Unless I miss some important point, feel free to prove me wrong.

Take a look at http://apps.sourceforge.net/trac/lilith/wiki/AppenderPitfalls 
  if you haven't already and let me know if you find any mistakes,  

My big pain-point with UnsynchronizedAppenderBase is also it's main  
feature: It's leaving all the locking to the respective implementation.
All I'm trying to say is that it's very easy to do that part wrong and  
that it won't be apparent if it *is* done wrong.

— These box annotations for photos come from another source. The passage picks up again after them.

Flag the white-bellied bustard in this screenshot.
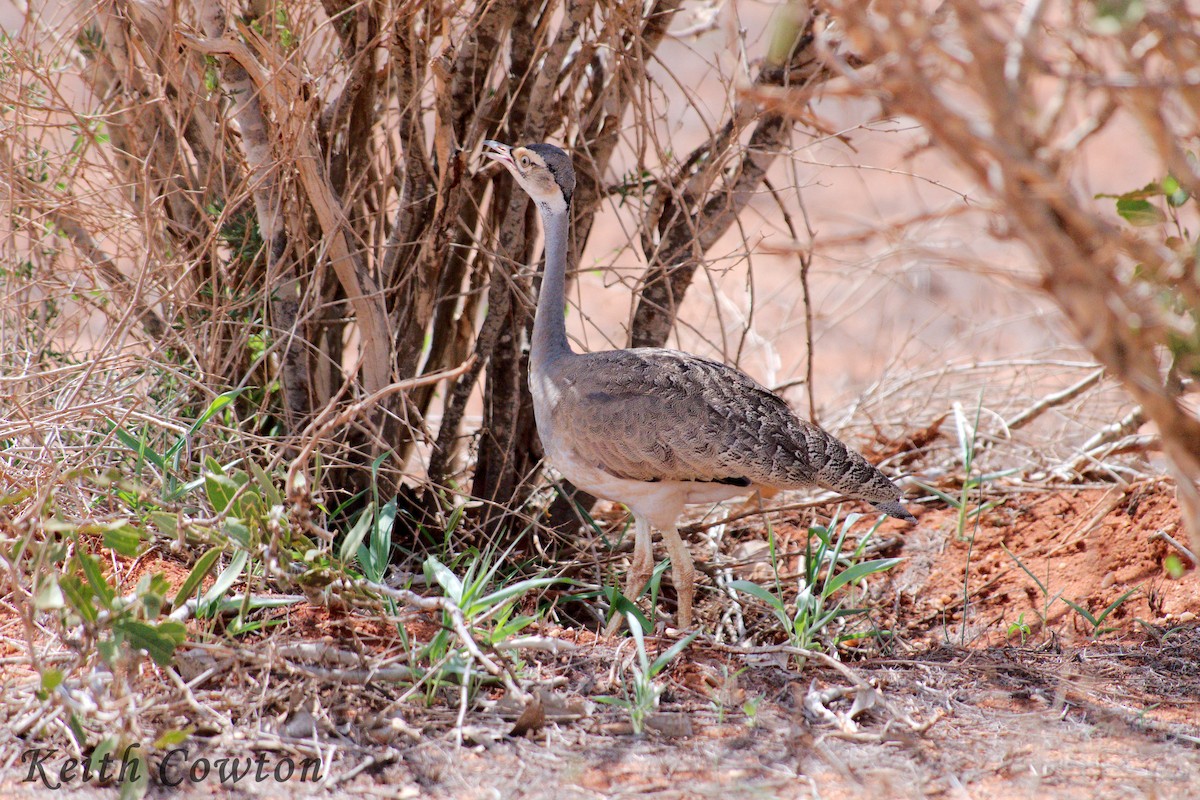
[484,140,916,627]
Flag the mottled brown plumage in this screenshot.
[485,142,914,630]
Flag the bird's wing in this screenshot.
[554,348,854,489]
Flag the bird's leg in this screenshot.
[605,515,654,636]
[662,524,696,628]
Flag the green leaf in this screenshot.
[42,667,64,692]
[337,503,374,566]
[1117,197,1166,227]
[113,426,167,469]
[59,575,100,625]
[247,461,283,506]
[74,553,116,608]
[221,517,251,549]
[730,581,786,613]
[425,555,462,604]
[34,575,66,610]
[1163,175,1192,209]
[170,547,221,608]
[822,559,900,597]
[104,521,142,558]
[605,587,653,631]
[650,631,700,678]
[113,616,187,667]
[204,471,239,513]
[1062,597,1100,630]
[163,389,246,462]
[150,511,179,537]
[199,551,250,608]
[1096,585,1141,622]
[154,726,196,750]
[472,578,561,609]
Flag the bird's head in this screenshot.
[484,139,575,213]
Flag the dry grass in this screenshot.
[0,2,1200,798]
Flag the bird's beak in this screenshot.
[484,139,514,167]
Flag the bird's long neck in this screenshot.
[529,206,571,365]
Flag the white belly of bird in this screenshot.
[546,438,754,528]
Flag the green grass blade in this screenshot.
[730,581,785,613]
[649,631,700,678]
[199,551,250,608]
[1062,597,1100,631]
[170,547,221,608]
[824,559,900,597]
[163,389,246,462]
[1096,584,1141,625]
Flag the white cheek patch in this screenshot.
[534,194,566,215]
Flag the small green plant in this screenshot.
[413,551,564,700]
[595,613,700,735]
[112,389,244,510]
[917,393,1016,542]
[1000,542,1141,644]
[742,694,767,728]
[1000,542,1062,643]
[1007,612,1031,644]
[1062,585,1141,639]
[730,513,900,650]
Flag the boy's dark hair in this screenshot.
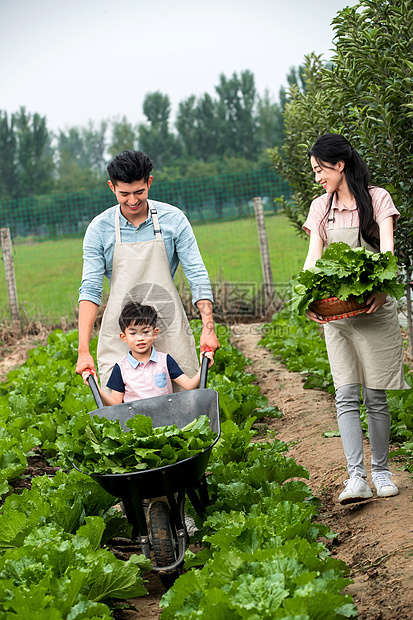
[119,301,158,333]
[106,151,153,185]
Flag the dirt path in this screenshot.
[233,325,413,620]
[0,325,413,620]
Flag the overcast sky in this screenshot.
[0,0,356,131]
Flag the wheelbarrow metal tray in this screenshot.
[90,389,220,500]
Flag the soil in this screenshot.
[0,324,413,620]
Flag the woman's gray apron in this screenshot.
[324,208,408,390]
[97,207,199,389]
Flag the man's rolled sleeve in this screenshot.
[175,216,214,305]
[79,227,106,306]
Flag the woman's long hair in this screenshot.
[307,133,380,250]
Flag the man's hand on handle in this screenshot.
[196,299,220,353]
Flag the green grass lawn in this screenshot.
[0,215,308,320]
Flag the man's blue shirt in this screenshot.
[79,200,213,305]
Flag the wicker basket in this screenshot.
[310,295,369,321]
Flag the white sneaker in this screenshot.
[372,471,399,497]
[185,515,198,536]
[338,473,373,504]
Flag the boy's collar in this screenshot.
[127,347,158,368]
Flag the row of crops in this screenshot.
[0,322,356,620]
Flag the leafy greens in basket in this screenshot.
[286,242,404,314]
[58,413,217,474]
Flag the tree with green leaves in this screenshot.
[108,116,138,158]
[138,91,181,168]
[271,0,413,350]
[13,107,54,198]
[0,110,19,200]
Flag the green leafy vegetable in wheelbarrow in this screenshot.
[286,242,404,314]
[58,413,217,474]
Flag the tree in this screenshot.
[272,0,413,354]
[138,91,181,168]
[257,90,284,151]
[12,107,54,198]
[108,116,138,157]
[0,110,19,200]
[215,71,258,159]
[175,93,217,161]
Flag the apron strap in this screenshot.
[115,205,121,243]
[115,200,162,243]
[327,196,336,230]
[148,200,162,240]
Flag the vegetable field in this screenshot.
[0,322,356,620]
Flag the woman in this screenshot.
[303,134,409,504]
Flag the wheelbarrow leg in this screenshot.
[125,480,150,558]
[186,475,209,515]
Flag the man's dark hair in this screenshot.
[107,151,153,185]
[119,301,158,333]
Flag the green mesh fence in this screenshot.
[0,169,291,240]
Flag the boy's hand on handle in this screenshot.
[82,368,99,387]
[201,345,214,370]
[199,328,221,352]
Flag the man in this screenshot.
[76,151,219,386]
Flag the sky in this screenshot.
[0,0,356,132]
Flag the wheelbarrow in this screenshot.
[83,357,221,588]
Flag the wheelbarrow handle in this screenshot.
[199,345,212,389]
[86,368,105,409]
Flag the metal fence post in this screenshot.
[0,228,20,333]
[254,197,274,314]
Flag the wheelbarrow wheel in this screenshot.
[148,501,180,589]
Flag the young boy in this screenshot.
[82,301,214,405]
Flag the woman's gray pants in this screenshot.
[336,383,390,477]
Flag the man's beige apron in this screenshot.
[97,205,199,389]
[324,209,409,390]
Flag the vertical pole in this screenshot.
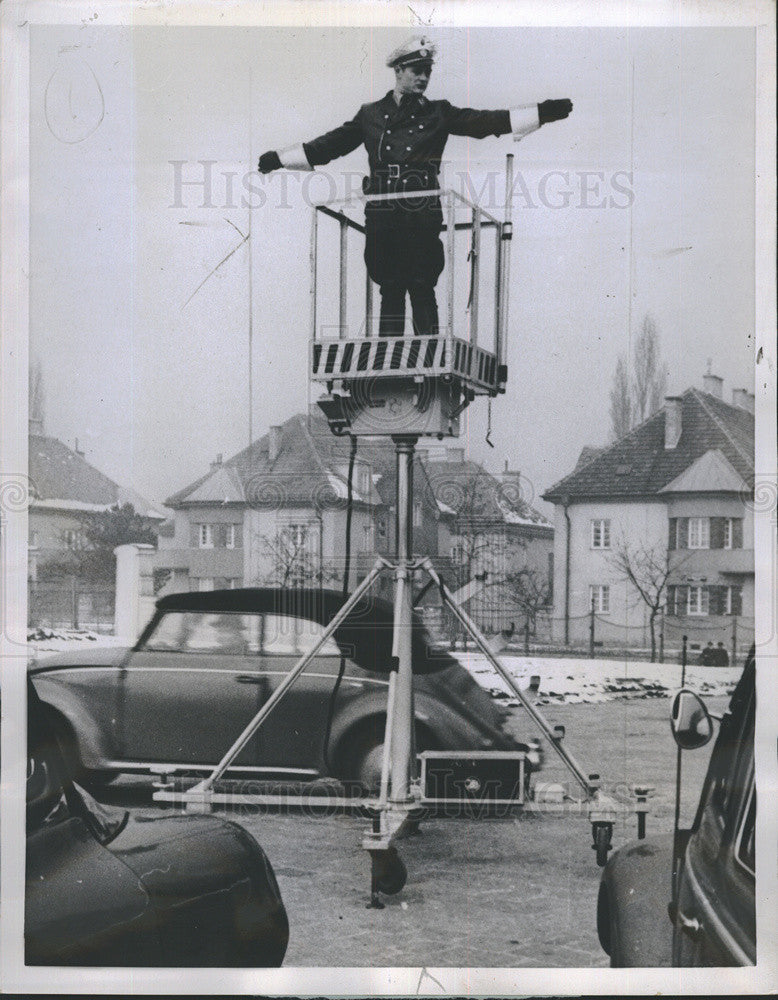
[589,599,594,659]
[446,192,456,337]
[470,207,481,345]
[494,226,503,356]
[70,574,78,628]
[310,208,319,341]
[495,153,513,374]
[390,437,416,803]
[338,219,348,340]
[670,636,686,901]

> Again, even if you make it "fair" the amount of time the lock is  
> being held means AppenderBase will almost certainly still be the  
> biggest bottleneck in your system when logging is enabled.

Yep, if you don't want that bottleneck you have to disable/reduce  
logging. Logging *will* always be a bottleneck.
The only way to "fix" this is by using one file/socket/whatever per  
thread which I'd consider a bit unpractical.


* My actual, personal Lilith appender implementation is just  
converting the log event into a byte array, adding it to a  
BlockingQueue, while holding the lock. This could be enhanced by just  
using a fair BlockingQueue and removing the surrounding lock  
alltogether, as you said correctly. Those bytes are then sent to n  
recipients, each in it's own thread.

But that's not really the point here. The point is that all appenders  
extending the current AppenderBase may result in starvation effects on  
multi-core systems, as shown.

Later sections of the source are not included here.